Elle me mena dehors ou une voiture noire nous attendait.
-Monte…
Je lui obéissais sans trop savoir ou cette bagnole allait nous conduire…
Julia s’installa à-côté de moi et c’est à ce moment là que je vis qu’elle tremblait.
-Ça va ?
-Je…Je crois…
-Tu es sure ?
-Pas vraiment…
Qu’est-ce qu’elle avait ? Je n’en savais rien et j’avais peur pour elle. Alors je l’ai prise dans mes bras. Elle m’a regardé, je l’ai regardée, nos visages se sont rapprochés au point que chacun pouvait regarder attentivement les iris de l’autre. On s’est rapproché encore un peu… et le chauffeur a brutalement freiné.
Je me suis relevé et j’ai demandé :
-Qu’est-ce qui se passe ?
-‘Feu rouge m’sieur…
- Vous ne pouvez pas freiner un peu moins brutalement ?
-j’essaierai.
Quelques minutes plus tard Julia me menait dans une battisse sombre qui se révéla être un hôtel (miteux d’ailleurs).
Nous nous sommes dirigés vers le comptoir.
-c’est pourquoi ? Demanda la gérante en levant les yeux de son mot croisé.
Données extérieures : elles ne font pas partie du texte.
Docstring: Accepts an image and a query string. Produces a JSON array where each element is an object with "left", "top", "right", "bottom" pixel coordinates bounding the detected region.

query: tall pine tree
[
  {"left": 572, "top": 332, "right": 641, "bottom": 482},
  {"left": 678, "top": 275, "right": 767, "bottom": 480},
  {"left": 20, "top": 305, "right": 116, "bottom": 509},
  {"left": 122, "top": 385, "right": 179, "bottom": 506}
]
-Nous voudrions louer une chambre. Répondit Julia.
-Combien de temps ?
-esta netorpi…
Les yeux de la gérante devinrent brusquement inexpressifs, elle répondit :
-bien madame voici votre clé…La chambre est au dernier étage…235
-Tu lui as fait quoi ? Demandais-je à Julia en regardant l’autre restée à ne rien faire.
-‘L’ai un peu hypnotisée…
-Un peu ?
-Un peu.
Il avait fallu une demi-heure…Une demi-heure pour que mon monde, déjà pas très stable, s’écroule…
Chapitre 1
Le Sorcier noir
-Hahem…C’est quoi ça pour une chambre ?
La chambre que Julia avait "louée" était digne d’un roi médiéval. La couverture était en peau de loup, le lit a baldaquin, idem, et que dire du reste ? Le seul matériel que je reconnaissais était l’évier, le reste devait être magique vu la forte aura que je ressentais (ressentir la magie fut le seul pouvoir que je pu contrôler sans recevoir l’entraînement d’un sorcier)
-Parfait !
-HEIN !
-Cette chambre est parfaite pour une sorcière noire et pour toi.
-Tu penses ?
-Passe-moi la bassine noire, là près de toi !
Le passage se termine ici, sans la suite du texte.